The job is dull. Eight-nine-ten daily segments of time sat with a headset helping ungrateful callers manipulate the tiny machinery of the devices that structure their lives. A highlight is when someone in your team (battery hens sat upright in black backed chairs that fuck your lower spine after ten minutes) says the infamous words: Have you tried turning it on and off again?
A snatch of song from a passing car radio on your fag break: ‘I can’t wait/for the weekend to begin!’ And it’s true, you can’t! The cigarette suddenly tastes like nectar. Honeyed smoke pours down your throat.
It is Thursday. Only a day to slaughter and then the lights, the vaulted ceiling, the music.

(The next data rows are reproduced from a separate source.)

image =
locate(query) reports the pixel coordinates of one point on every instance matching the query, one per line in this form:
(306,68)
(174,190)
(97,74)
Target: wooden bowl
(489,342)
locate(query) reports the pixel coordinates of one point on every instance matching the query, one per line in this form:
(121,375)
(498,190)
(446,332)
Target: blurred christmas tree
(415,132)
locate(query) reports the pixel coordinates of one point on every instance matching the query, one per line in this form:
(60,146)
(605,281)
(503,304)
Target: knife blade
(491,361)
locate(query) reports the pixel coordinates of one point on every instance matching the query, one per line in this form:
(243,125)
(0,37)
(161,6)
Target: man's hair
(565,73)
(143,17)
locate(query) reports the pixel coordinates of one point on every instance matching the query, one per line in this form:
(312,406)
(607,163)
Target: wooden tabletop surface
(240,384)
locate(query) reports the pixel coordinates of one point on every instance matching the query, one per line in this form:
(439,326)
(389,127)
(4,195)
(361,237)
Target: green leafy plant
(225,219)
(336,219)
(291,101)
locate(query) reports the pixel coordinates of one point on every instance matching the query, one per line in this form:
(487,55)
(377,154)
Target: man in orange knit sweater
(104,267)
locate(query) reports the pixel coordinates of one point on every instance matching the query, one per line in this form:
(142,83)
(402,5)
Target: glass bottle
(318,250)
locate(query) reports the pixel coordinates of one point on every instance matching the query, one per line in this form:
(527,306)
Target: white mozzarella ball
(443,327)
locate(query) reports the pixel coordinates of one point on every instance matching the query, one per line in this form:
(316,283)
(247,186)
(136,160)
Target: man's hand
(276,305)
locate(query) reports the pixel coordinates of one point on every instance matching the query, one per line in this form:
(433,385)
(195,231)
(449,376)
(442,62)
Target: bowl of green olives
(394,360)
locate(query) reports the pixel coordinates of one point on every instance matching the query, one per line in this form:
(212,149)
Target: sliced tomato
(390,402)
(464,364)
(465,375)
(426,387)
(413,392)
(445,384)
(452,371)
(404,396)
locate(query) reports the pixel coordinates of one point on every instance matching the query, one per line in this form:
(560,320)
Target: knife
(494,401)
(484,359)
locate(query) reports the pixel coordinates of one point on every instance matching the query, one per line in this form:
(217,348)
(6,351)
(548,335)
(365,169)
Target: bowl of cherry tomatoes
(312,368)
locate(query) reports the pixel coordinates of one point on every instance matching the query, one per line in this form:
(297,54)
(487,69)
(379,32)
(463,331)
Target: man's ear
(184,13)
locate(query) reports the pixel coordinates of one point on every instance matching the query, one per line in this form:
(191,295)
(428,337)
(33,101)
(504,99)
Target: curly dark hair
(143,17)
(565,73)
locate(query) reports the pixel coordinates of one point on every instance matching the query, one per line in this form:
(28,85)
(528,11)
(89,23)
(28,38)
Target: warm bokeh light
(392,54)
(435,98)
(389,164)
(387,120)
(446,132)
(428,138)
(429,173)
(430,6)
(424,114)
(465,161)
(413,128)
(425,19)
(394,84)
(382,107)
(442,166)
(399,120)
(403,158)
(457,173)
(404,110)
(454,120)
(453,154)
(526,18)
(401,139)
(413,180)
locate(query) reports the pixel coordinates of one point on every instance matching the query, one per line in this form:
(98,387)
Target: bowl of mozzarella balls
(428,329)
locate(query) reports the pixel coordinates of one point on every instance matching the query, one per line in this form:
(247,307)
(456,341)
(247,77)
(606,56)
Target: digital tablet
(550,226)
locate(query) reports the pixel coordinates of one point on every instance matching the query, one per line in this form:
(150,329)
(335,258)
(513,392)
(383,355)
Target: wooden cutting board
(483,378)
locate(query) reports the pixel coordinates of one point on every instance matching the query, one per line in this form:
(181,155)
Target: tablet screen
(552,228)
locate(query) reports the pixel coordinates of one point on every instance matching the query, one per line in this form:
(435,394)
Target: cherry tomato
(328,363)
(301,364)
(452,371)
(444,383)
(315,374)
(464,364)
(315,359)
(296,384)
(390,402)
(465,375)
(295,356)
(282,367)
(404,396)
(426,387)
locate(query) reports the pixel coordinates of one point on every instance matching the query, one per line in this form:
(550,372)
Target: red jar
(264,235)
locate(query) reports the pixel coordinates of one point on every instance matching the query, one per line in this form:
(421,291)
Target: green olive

The belonging feeling that comes from becoming a breath drawn deep.
No boyfriend for you yet (let’s not even say that word) but you do like to invite men, boys really, to your apartment and piss on them, among other things. Sometimes unexpectedly.
Sometimes it gets ugly.
(You have bad days, who doesn’t?)
One encounter struck you in the mouth, called you a monster, left.
That was fun to explain to the guys in the office.
Trouble with the missus, one laughs. Not quite amused.
Yes, you say.
The few women of the office avoid your gaze.
You go to the Elysian.
Dance, rise, slam. Fucking perfect as it always is. Deep air, is what you are. Deep air inside of a living thing so much bigger than you.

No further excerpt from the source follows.